Our society is incredibly good at convincing girls, around late elementary school and middle school, that they shouldn’t show that they are smart. That being good at (or even just interested in) math and science is not as “girly” and appropriate as, say, writing poetry**. Being Autistic, I think I missed most of the societal pressures – they just went right over my head, for the most part, and my perseverations kept me focused when I did get hit by them***. However this isn’t the case for most young girls, including many on the spectrum, who want nothing else but to fit in and have people stop bullying them for being different. We Spectrumites are rather good at camouflage – it’s an important survival technique, but it can have extremely detrimental effects. One of the reasons I have done so well in the lab I’m in, is because of the older graduate students who are all incredibly intelligent, engaging, and enthusiastic women in addition to being great scientists. I have had some of the best positive female role models and quasi-big sisters in these women, who have shown me on both a scientific and personal level that being a woman in science is not just “ok”, but wonderful.

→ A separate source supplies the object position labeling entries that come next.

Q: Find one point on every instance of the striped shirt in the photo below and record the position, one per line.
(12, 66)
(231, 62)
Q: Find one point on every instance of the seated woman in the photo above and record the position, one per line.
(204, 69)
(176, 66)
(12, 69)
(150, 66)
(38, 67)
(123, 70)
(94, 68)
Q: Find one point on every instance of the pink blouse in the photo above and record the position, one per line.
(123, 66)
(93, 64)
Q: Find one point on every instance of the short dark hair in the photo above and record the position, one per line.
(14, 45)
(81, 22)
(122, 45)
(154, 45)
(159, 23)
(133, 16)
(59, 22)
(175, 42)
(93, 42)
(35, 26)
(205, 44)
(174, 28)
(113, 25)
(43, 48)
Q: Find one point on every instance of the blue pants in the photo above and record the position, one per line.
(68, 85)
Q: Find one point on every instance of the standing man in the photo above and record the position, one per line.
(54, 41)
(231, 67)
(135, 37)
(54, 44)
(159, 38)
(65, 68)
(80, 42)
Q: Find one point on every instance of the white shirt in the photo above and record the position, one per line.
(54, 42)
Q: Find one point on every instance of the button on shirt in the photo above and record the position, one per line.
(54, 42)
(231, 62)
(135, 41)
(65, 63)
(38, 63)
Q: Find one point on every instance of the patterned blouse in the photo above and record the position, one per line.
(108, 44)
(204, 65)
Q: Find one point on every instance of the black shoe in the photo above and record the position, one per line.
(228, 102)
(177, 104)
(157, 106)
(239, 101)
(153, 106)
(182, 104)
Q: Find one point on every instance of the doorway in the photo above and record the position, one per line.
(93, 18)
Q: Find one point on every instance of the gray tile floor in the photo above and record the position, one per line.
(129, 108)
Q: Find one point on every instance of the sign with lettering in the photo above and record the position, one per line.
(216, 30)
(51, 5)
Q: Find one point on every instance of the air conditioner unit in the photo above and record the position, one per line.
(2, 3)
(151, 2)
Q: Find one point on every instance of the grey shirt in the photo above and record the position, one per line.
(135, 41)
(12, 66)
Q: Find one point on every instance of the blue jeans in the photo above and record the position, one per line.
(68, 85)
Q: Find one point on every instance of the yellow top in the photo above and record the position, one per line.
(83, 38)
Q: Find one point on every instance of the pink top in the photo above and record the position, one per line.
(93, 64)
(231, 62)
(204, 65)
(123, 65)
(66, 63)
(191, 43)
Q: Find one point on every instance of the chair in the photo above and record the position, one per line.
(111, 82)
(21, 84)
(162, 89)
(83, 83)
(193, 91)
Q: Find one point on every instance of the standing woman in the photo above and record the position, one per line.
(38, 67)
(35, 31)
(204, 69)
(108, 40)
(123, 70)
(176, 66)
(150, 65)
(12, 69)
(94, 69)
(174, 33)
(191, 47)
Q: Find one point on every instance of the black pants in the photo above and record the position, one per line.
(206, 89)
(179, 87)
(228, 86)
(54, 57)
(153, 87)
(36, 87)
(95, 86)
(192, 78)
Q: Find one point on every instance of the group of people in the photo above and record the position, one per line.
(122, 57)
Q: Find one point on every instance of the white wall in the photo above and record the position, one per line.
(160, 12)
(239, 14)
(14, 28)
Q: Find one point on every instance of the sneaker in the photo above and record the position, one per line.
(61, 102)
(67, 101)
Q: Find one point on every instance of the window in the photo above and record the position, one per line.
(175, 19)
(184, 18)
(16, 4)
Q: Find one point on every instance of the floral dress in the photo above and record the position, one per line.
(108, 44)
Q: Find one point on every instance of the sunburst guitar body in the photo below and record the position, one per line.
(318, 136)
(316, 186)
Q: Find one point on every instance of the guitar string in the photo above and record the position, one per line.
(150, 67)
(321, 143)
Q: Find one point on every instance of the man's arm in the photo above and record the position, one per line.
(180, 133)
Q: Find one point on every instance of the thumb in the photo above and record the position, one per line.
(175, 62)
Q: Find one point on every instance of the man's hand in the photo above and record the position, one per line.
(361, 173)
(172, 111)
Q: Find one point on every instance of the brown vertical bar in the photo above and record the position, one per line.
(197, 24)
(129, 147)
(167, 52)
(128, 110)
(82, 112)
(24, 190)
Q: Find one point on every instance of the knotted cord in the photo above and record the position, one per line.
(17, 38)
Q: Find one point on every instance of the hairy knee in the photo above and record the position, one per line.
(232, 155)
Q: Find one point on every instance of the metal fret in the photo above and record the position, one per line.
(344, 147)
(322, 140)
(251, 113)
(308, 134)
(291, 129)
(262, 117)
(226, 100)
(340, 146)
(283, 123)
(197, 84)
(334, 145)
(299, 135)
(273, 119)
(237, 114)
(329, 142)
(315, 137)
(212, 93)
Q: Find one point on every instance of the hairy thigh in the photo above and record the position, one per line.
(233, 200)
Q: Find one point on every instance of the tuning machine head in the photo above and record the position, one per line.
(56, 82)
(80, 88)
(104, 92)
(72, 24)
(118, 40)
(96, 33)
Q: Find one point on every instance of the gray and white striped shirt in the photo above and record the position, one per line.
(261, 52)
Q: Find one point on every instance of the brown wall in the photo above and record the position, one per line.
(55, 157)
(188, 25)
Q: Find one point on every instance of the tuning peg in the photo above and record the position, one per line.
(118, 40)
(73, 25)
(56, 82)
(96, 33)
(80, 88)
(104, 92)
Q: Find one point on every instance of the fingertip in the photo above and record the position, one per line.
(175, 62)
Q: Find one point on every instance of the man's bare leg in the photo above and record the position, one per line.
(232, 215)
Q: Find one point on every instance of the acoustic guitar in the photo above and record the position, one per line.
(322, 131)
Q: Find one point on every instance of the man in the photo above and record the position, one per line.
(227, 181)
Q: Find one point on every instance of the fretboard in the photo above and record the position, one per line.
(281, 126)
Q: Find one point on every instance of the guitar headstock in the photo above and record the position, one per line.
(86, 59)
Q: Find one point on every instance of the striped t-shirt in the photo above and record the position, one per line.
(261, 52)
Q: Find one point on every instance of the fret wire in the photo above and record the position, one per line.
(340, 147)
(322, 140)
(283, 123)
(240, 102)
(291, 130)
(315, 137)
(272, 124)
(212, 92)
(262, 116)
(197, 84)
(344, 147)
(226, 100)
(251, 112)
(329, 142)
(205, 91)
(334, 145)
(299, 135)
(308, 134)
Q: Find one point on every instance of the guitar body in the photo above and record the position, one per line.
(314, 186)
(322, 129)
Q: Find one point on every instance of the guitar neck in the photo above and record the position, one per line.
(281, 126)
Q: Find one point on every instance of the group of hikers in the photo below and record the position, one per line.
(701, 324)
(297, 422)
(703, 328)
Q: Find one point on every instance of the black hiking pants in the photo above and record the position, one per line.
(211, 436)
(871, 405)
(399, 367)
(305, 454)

For this reason, I have spent, and will continue to spend much of my life (from age 13, in one particular situation, and from age 16 for the rest), mentoring younger girls, and helping them to keep an interest in math and science. Even if that interest doesn’t translate into going into a scientific career, just showing them that it is OK to ask questions and think scientifically, and that really, “Math Doesn’t Suck”, is super important. It reminds girls that they can do whatever they want to do, and that they are smart, capable, and all around worthwhile, intelligent individuals. If they decide to go into science or math down the road, that’s great, but it’s not my main motivation – if they grow up and decide that they want to become a businesswoman or author, or anything else, that’s great too, because at least they had options, and the chance to do what they enjoyed, regardless of what their career choice becomes later on. And so, I will continue to volunteer and devote as much time as I can to mentoring young women in science, and trying to be the best positive role model I can be, to pass along the gift that others who came before have given me.
*I really love learning about the subject in question, I just definitely don’t want to go into it for my career. I’m actually pretty good at it too. I just don’t like actually doing it.
**I have *NOTHING* against writing poetry. It is something that is rather beyond me most of the time, but I have the utmost respect for those who do write poetry and other creative-writing styles. I don’t think that being good at poetry and science are mutually exclusive – in fact, I think that they probably go very well together in many people. It was simply an example that is a contrast to the more traditionally “male” subjects (and that in and of itself is incredibly problematic… one’s gender should never define what one’s interests are).
***My mother’s goal for me for quite a long time was a “MRS. Degree” – she seems to have quasi-accepted the whole scientist thing for now, but who knows… another subject for another post.